Model Evaluation and Model Validation

Once the model is built, the next step is to evaluate and validate the model. Model Evaluation is an essential part of the model development process . It is used to test the final performance of the algorithm and is done on the test set. Also, it helps to find the best model that represents your data and how well the chosen model will work in the future. Model validation is the set of processes and activities intended to confirm that models are performing as expected. Effective validation helps you to ensure that models are sound. Also, it identifies potential limitations and speculations, and assesses their possible impact. There are multiple measures that can be used to find out how good a regression model is predicting or how good a classifier is classifying the data. Key terms and concepts:

Model Evaluation and Model  Validation

R-squared (R2)

The coefficient of determination R2 (R-squared) is a statistical measure in a regression model that explains to what extent the percentage of variance of one variable explains the variance of the second variable. R-squared = Explained variation / Total variation

It measures the strength of the relationship between your model and the dependent variable on a convenient (0 – 100%) scale.

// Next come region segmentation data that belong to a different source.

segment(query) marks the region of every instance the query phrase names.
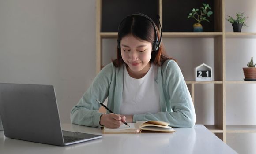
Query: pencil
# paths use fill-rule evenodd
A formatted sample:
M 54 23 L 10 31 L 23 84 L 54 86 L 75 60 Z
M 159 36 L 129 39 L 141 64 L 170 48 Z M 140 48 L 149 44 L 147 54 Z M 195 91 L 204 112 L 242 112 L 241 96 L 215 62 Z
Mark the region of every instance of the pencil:
M 97 101 L 98 103 L 99 103 L 100 104 L 101 104 L 102 106 L 103 106 L 107 110 L 108 110 L 109 111 L 110 113 L 114 113 L 113 112 L 112 112 L 112 111 L 111 111 L 109 109 L 107 106 L 106 106 L 104 104 L 103 104 L 103 103 L 102 103 L 102 102 L 100 101 L 98 99 L 97 99 L 96 100 L 96 101 Z M 130 127 L 130 126 L 129 125 L 128 125 L 128 124 L 126 122 L 124 122 L 124 121 L 122 121 L 122 122 L 123 122 L 124 123 L 124 124 L 125 124 L 127 126 L 129 126 L 129 127 Z

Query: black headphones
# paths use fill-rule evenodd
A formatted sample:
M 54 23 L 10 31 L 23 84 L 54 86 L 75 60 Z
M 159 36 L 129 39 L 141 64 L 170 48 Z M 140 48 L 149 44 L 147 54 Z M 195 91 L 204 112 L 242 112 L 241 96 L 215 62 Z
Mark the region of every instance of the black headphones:
M 152 25 L 153 25 L 153 26 L 154 29 L 154 33 L 155 33 L 155 40 L 153 42 L 153 45 L 152 45 L 152 51 L 156 52 L 157 51 L 157 50 L 158 50 L 158 49 L 159 48 L 160 46 L 160 44 L 161 44 L 161 42 L 162 41 L 162 27 L 161 26 L 161 24 L 160 23 L 160 20 L 159 20 L 160 16 L 158 15 L 157 15 L 157 18 L 158 19 L 158 21 L 159 22 L 159 24 L 160 28 L 161 29 L 161 33 L 160 38 L 160 41 L 159 41 L 158 40 L 158 37 L 157 37 L 157 30 L 156 30 L 157 29 L 156 29 L 156 26 L 155 24 L 154 24 L 154 22 L 153 21 L 151 18 L 150 18 L 148 17 L 147 15 L 146 15 L 144 14 L 143 14 L 142 13 L 137 13 L 136 14 L 129 15 L 127 16 L 126 17 L 125 17 L 125 18 L 124 18 L 123 20 L 122 20 L 122 21 L 121 21 L 121 22 L 119 24 L 119 26 L 118 26 L 118 33 L 119 33 L 119 27 L 120 27 L 120 25 L 121 25 L 121 24 L 122 24 L 122 23 L 123 22 L 124 20 L 125 19 L 126 19 L 126 18 L 127 18 L 128 17 L 129 17 L 130 16 L 141 16 L 141 17 L 144 17 L 146 18 L 147 18 L 147 20 L 148 20 L 150 22 L 151 22 L 152 23 Z M 119 39 L 117 39 L 117 48 L 118 48 L 119 49 L 120 49 L 121 48 L 120 48 L 121 45 L 120 44 L 120 42 L 121 42 L 120 40 L 119 40 Z

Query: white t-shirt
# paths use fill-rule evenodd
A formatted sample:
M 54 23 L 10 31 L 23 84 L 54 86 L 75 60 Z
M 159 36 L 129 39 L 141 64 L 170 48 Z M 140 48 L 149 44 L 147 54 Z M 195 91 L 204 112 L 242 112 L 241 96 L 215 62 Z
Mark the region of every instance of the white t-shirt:
M 124 66 L 123 103 L 120 114 L 133 115 L 160 111 L 159 93 L 155 78 L 157 67 L 151 64 L 147 74 L 140 79 L 130 76 Z

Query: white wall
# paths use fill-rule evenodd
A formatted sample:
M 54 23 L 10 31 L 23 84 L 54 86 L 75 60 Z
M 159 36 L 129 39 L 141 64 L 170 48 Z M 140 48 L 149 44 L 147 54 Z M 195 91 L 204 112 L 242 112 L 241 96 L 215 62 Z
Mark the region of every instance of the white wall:
M 95 76 L 95 2 L 0 0 L 0 82 L 53 84 L 62 122 Z
M 249 17 L 249 27 L 242 31 L 256 32 L 256 1 L 225 1 L 226 15 L 244 11 Z M 95 76 L 95 1 L 0 0 L 0 82 L 54 85 L 62 122 L 70 122 L 70 109 Z M 226 30 L 232 31 L 226 24 Z M 213 67 L 213 39 L 164 38 L 163 42 L 185 79 L 194 80 L 194 68 L 202 63 Z M 256 39 L 226 40 L 227 80 L 241 80 L 242 68 L 252 56 L 256 62 Z M 103 55 L 104 64 L 115 58 L 116 43 L 103 40 L 103 53 L 113 53 Z M 214 123 L 213 88 L 196 86 L 197 124 Z M 256 125 L 255 89 L 252 84 L 227 86 L 227 124 Z M 239 153 L 256 153 L 252 145 L 237 144 L 239 140 L 254 145 L 255 135 L 228 134 L 227 143 Z

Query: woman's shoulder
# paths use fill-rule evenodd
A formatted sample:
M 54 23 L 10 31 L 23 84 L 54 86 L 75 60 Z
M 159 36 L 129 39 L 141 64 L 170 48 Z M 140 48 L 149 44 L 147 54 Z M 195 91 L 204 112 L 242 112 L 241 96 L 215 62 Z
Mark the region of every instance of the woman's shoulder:
M 164 62 L 161 66 L 162 69 L 179 67 L 177 63 L 173 59 L 167 59 Z

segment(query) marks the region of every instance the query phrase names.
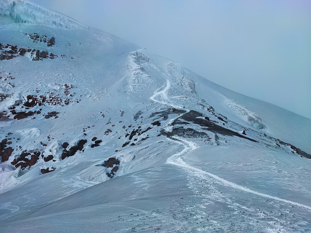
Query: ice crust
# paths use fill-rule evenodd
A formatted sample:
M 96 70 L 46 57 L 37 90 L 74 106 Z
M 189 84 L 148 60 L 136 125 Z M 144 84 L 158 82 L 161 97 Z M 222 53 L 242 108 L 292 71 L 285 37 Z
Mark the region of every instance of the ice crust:
M 1 0 L 0 24 L 27 23 L 63 29 L 88 29 L 75 20 L 29 0 Z

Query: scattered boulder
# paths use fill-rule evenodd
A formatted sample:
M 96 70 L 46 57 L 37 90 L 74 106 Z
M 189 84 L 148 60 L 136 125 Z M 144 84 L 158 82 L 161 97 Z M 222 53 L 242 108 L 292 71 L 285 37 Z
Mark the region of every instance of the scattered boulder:
M 86 143 L 87 141 L 86 140 L 82 139 L 78 142 L 77 145 L 70 148 L 69 151 L 65 149 L 63 151 L 62 154 L 62 159 L 63 159 L 67 157 L 74 155 L 78 150 L 80 151 L 82 150 L 83 149 L 83 145 Z
M 55 38 L 53 36 L 52 36 L 52 38 L 49 40 L 46 45 L 48 47 L 54 45 L 55 44 Z
M 161 122 L 160 121 L 155 121 L 151 123 L 151 124 L 153 126 L 160 126 L 161 125 Z
M 106 164 L 106 167 L 112 167 L 114 164 L 119 165 L 120 164 L 120 160 L 115 158 L 109 158 L 108 160 L 105 161 L 104 162 Z
M 42 174 L 45 174 L 46 173 L 50 172 L 51 171 L 54 171 L 56 169 L 56 168 L 55 167 L 52 167 L 52 170 L 50 170 L 49 168 L 49 167 L 45 169 L 42 168 L 41 169 L 41 173 Z
M 68 146 L 69 145 L 69 144 L 67 142 L 64 142 L 63 144 L 63 147 L 64 149 L 66 149 L 67 148 Z
M 43 158 L 44 162 L 48 162 L 53 159 L 54 157 L 52 155 L 48 155 L 47 157 L 45 157 Z

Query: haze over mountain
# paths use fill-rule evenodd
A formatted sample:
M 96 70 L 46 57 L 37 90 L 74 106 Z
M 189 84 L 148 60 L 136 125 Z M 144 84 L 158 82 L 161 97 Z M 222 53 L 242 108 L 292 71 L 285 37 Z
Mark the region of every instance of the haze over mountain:
M 35 1 L 311 119 L 309 1 Z
M 30 1 L 0 22 L 0 231 L 311 229 L 311 120 Z

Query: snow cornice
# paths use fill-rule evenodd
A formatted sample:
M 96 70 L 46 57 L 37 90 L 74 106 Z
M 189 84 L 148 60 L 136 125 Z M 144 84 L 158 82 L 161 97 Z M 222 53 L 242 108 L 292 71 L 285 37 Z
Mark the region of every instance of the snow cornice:
M 90 28 L 56 11 L 29 0 L 1 0 L 0 25 L 27 23 L 67 30 Z

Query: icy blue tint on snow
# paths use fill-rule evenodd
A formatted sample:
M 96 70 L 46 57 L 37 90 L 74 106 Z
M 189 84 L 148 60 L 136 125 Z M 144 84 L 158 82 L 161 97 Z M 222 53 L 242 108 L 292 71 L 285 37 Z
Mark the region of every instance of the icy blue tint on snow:
M 109 33 L 35 23 L 0 25 L 0 232 L 310 231 L 311 120 Z
M 36 1 L 311 119 L 309 1 Z
M 2 0 L 0 25 L 12 23 L 44 25 L 64 29 L 88 28 L 61 13 L 32 1 Z

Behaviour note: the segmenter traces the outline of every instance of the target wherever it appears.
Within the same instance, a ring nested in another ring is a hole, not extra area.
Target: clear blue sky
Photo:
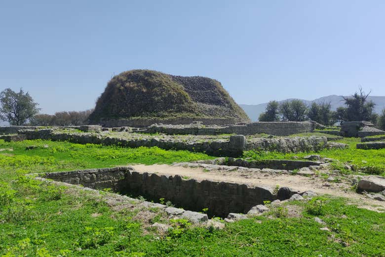
[[[239,104],[383,96],[385,27],[384,0],[0,0],[0,90],[80,110],[148,69],[215,78]]]

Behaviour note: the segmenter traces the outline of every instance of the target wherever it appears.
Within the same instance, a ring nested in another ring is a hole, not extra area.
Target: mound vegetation
[[[109,119],[186,117],[249,121],[217,80],[143,70],[113,77],[89,118],[96,123]]]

Adjusted R Squared (Adj R2)

The Adjusted R-squared is a modified version of R-squared that measures the proportion of variation explained by only those independent variables that really help in explaining the dependent variable. It takes into account the number of independent variables used for predicting the target variable . It has been adjusted for the number of predictors in the model. It increases when the new term improves the model more than would be expected by chance while it decreases when a predictor improves the model by less than expected.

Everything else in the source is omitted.